Essa carência, misturada com uma clamorosa ignorância e um ilimitado afã de notoriedade, é um coquetel explosivo que alimenta as redes com produtos tóxicos para ganhar adeptos a qualquer custo. Até mesmo com passatempos macabros. Muitos adolescentes participam de desafios violentos, testes extravagantes e ridículas competições para ampliar seu grupo de seguidores online. Pela web circulam vídeos onde os jovens rivalizam com jogos selvagens. Uma das últimas modas consiste em apertar o pescoço de uma pessoa para provocar o desmaio por asfixia, uma atrocidade que convive na Rede com outros desafios absurdos, como besuntar o corpo com álcool e tocar fogo, ferimentos autoinfligidos e passar de um quarto ao outro pela varanda dos hotéis.

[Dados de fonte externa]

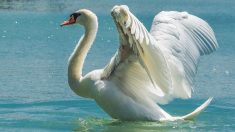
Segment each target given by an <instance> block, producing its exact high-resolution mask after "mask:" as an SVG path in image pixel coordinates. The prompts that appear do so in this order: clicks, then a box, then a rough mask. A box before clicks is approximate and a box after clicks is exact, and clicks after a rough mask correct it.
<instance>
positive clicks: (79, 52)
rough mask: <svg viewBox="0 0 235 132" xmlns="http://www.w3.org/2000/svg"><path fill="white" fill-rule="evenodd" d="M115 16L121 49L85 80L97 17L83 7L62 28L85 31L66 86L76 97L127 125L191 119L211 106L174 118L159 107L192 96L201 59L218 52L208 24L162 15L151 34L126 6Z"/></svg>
mask: <svg viewBox="0 0 235 132" xmlns="http://www.w3.org/2000/svg"><path fill="white" fill-rule="evenodd" d="M111 16H112V17H113V20H114V23H115V24H116V28H117V30H118V33H119V41H120V46H119V48H118V49H117V52H116V53H115V54H114V56H113V57H112V58H111V60H110V62H109V63H108V64H107V65H106V66H105V67H104V68H103V69H97V70H93V71H91V72H89V73H88V74H86V75H84V76H83V74H82V68H83V63H84V60H85V58H86V55H87V53H88V51H89V49H90V47H91V45H92V44H93V42H94V40H95V38H96V33H97V30H98V20H97V16H96V15H95V14H94V13H93V12H92V11H90V10H87V9H81V10H78V11H76V12H74V13H72V14H71V15H70V18H69V20H67V21H64V22H63V23H62V24H61V26H65V25H71V24H80V25H82V26H83V27H84V28H85V33H84V35H83V36H82V37H81V38H80V40H79V42H78V44H77V46H76V47H75V49H74V51H73V52H72V54H71V56H70V58H69V63H68V83H69V86H70V88H71V89H72V90H73V91H74V92H75V93H76V94H77V95H79V96H82V97H85V98H91V99H94V100H95V101H96V103H97V104H98V105H99V106H100V107H101V108H102V109H103V110H104V111H105V112H106V113H108V114H109V115H110V116H111V117H112V118H115V119H119V120H127V121H136V120H138V121H175V120H191V119H194V118H195V117H196V116H197V115H198V114H200V113H201V112H202V111H203V110H204V109H205V108H206V107H207V106H208V105H209V104H210V102H211V100H212V97H210V98H209V99H208V100H207V101H205V102H204V103H203V104H202V105H201V106H199V107H198V108H197V109H195V110H194V111H193V112H191V113H189V114H187V115H185V116H172V115H170V114H169V113H167V112H166V111H165V110H163V109H162V108H161V107H160V106H159V104H167V103H169V102H170V101H171V100H173V99H174V98H182V99H188V98H191V93H192V91H193V86H192V83H193V79H194V76H195V74H196V70H197V64H198V60H199V57H200V56H202V55H206V54H210V53H211V52H213V51H215V50H216V49H217V47H218V44H217V41H216V38H215V36H214V32H213V30H212V29H211V27H210V26H209V25H208V24H207V23H206V22H205V21H204V20H202V19H200V18H198V17H196V16H193V15H190V14H189V13H187V12H177V11H168V12H165V11H162V12H160V13H159V14H157V15H156V16H155V17H154V20H153V23H152V27H151V30H150V32H148V31H147V29H146V28H145V26H144V25H143V24H142V23H141V22H140V21H139V20H138V19H137V18H136V17H135V16H134V15H133V14H132V13H131V12H130V10H129V8H128V7H127V6H126V5H119V6H114V7H113V9H112V10H111Z"/></svg>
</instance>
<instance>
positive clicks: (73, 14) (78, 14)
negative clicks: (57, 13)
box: [70, 13, 81, 20]
mask: <svg viewBox="0 0 235 132" xmlns="http://www.w3.org/2000/svg"><path fill="white" fill-rule="evenodd" d="M79 16H81V13H73V14H71V15H70V18H72V17H73V18H74V20H76V19H77V18H78V17H79Z"/></svg>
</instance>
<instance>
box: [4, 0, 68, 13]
mask: <svg viewBox="0 0 235 132" xmlns="http://www.w3.org/2000/svg"><path fill="white" fill-rule="evenodd" d="M65 3H66V2H64V1H61V0H60V1H56V2H55V0H1V1H0V9H4V10H34V11H52V10H53V11H62V10H64V9H65V8H67V6H68V5H66V4H65Z"/></svg>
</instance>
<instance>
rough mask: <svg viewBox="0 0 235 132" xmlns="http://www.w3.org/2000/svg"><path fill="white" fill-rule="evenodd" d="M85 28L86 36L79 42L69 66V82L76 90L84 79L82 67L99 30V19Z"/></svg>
mask: <svg viewBox="0 0 235 132" xmlns="http://www.w3.org/2000/svg"><path fill="white" fill-rule="evenodd" d="M84 27H85V34H84V35H83V36H82V37H81V39H80V40H79V42H78V44H77V46H76V48H75V49H74V52H73V53H72V54H71V56H70V59H69V66H68V81H69V85H70V87H71V88H72V89H73V90H74V89H75V88H78V87H79V86H78V85H79V82H80V80H81V77H82V67H83V64H84V60H85V58H86V56H87V53H88V51H89V49H90V47H91V45H92V44H93V42H94V40H95V37H96V33H97V29H98V22H97V19H94V20H93V21H91V22H89V23H87V24H86V25H84Z"/></svg>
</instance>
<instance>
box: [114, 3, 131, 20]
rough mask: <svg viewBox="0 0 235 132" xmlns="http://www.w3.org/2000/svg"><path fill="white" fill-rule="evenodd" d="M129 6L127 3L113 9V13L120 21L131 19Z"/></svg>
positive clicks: (120, 5)
mask: <svg viewBox="0 0 235 132" xmlns="http://www.w3.org/2000/svg"><path fill="white" fill-rule="evenodd" d="M129 13H130V11H129V8H128V6H126V5H119V6H118V5H116V6H114V7H113V9H112V10H111V15H112V16H113V18H114V19H116V20H117V21H118V22H121V23H125V22H126V21H127V20H128V19H129Z"/></svg>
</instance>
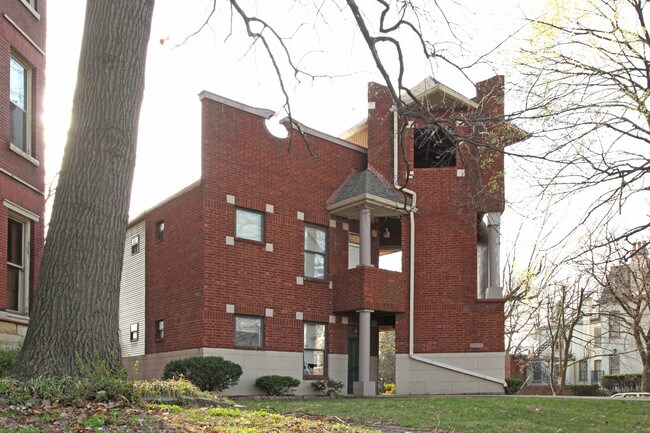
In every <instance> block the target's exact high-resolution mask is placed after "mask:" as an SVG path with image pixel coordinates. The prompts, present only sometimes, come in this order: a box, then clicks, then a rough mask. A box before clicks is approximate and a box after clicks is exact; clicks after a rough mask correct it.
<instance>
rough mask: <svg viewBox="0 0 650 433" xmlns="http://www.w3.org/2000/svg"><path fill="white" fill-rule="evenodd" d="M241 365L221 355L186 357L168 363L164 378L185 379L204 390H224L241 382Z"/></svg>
mask: <svg viewBox="0 0 650 433" xmlns="http://www.w3.org/2000/svg"><path fill="white" fill-rule="evenodd" d="M241 375H242V369H241V366H240V365H239V364H237V363H234V362H231V361H226V360H225V359H223V358H222V357H220V356H207V357H204V358H198V357H197V358H185V359H178V360H175V361H172V362H170V363H168V364H167V365H166V366H165V370H164V372H163V376H162V378H163V379H178V378H180V377H184V378H185V379H187V380H189V381H190V382H192V383H193V384H194V385H196V386H198V387H199V389H201V390H202V391H223V390H224V389H226V388H229V387H231V386H233V385H236V384H237V382H239V378H240V377H241Z"/></svg>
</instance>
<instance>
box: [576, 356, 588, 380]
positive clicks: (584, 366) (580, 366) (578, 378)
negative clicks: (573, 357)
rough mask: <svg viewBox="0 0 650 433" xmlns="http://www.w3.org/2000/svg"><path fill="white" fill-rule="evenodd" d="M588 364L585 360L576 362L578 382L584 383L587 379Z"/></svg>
mask: <svg viewBox="0 0 650 433" xmlns="http://www.w3.org/2000/svg"><path fill="white" fill-rule="evenodd" d="M588 369H589V363H588V362H587V360H586V359H583V360H582V361H580V362H578V380H579V381H580V382H586V381H587V377H588Z"/></svg>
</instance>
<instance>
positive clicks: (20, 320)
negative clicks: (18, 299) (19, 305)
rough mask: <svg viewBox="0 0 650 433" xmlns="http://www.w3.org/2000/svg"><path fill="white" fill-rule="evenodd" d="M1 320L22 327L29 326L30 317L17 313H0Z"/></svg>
mask: <svg viewBox="0 0 650 433" xmlns="http://www.w3.org/2000/svg"><path fill="white" fill-rule="evenodd" d="M0 320H3V321H5V322H12V323H18V324H20V325H29V316H28V315H26V314H20V313H18V312H17V311H0Z"/></svg>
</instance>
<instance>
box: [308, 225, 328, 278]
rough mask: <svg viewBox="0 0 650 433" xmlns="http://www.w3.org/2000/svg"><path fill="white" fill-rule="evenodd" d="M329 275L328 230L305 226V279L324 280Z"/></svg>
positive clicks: (321, 226)
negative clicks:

É justamente essa falta de formação e aprendizagem no uso das redes que torna os usuários altamente manipuláveis, de acordo com Gómez Quijano: “Somos previsíveis porque as empresas nos conhecem. Damos nossa intimidade a elas de presente. O Facebook e o WhatsApp são um gigantesco ouvido. Sabem tudo o que dizemos”. Para mitigar esse poder onímodo, o Conselho da Europa dá uma receita: estabelecer fórmulas de cooperação entre as redes sociais e as autoridades públicas como antídoto aos venenos do ciberespaço: a intolerância, a desinformação, a incitação ao ódio, os ataques à privacidade.